10 minus -8 is expressed as: 10--8.
test input expected output time limit memory limit extra process Test case 1 display as text
- 4↵
- 2^3↵
- 2^0↵
- 2^3^2↵
- 2^(3-1)^(10-8)↵
display as text
- 8↵
- 1↵
- 512↵
- 16↵
1 second 64M 0
Test case 2 display as text
- 11↵
- (2+8↵
- 2+8)↵
- 8/0↵
- 8/(8+5-13)↵
- 2^(2-5)↵
- 10-(80-30(/3*3+4↵
- 10-80-30)/3*3+4↵
- (2+8)(3+2)↵
- (2)3(8)↵
- 30(/3+3)+4↵
- 10(20-8)+2↵
display as text
- error.↵
- error.↵
- Divide 0.↵
- Divide 0.↵
- error.↵
- error.↵
- error.↵
- error.↵
- error.↵
- error.↵
- error.↵
1 second 64M 0
Test case 3 display as text
- 2↵
- 10(10)↵
- 14*10-(10)2↵
display as text
- error.↵
- error.↵
1 second 64M 0
Test case 5 display as text
- 14↵
- 18-32↵
- 18/4↵
- 18%3↵
- 10+20*4↵
- 10-20/4↵
- (18-3)*3↵
- 10*(10)↵
- (10+2)/(8-10)↵
- (2*3)/(5*2)↵
- 10-(80-30)/3*3+4↵
- (((2+8)*2-(2+4)/2)*2-8)*2↵
- (((8+2)*(4/2)))↵
- 10/0↵
- (10-80*2↵
display as text
- -14↵
- 4↵
- 0↵
- 90↵
- 5↵
- 45↵
- 100↵
- -6↵
- 0↵
- -34↵
- 52↵
- 20↵
- Divide 0.↵
- error.↵
1 second 64M 0
2. Points for attention in operation
Using the stack to process expressions, the specific operation process is not much to say, the foundation of the foundation.

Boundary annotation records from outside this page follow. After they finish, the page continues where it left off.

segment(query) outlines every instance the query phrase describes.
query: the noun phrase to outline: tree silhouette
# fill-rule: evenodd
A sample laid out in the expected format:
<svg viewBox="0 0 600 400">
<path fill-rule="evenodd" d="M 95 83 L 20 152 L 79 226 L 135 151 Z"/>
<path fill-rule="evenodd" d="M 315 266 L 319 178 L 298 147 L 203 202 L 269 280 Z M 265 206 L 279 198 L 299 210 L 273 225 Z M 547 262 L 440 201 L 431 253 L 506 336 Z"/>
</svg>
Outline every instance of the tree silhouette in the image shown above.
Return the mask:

Let me talk about a few problems I encountered in the process of writing, and remind my classmates (or younger students).
1. In terms of operating negative numbers, I use strings, so that when I read '-', I can directly read its previous digit without worrying about being erased in a new cycle.
If a negative sign is read, and it is the first character of the string or its previous character is an operator, skip it directly.
When reading numbers, keep an eye out, if its previous digit is a negative sign, and its previous digit is an operator, then flag=-1.
2. The situation of error.
It may be an error if two consecutive operators such as **, *^, -% etc. are read.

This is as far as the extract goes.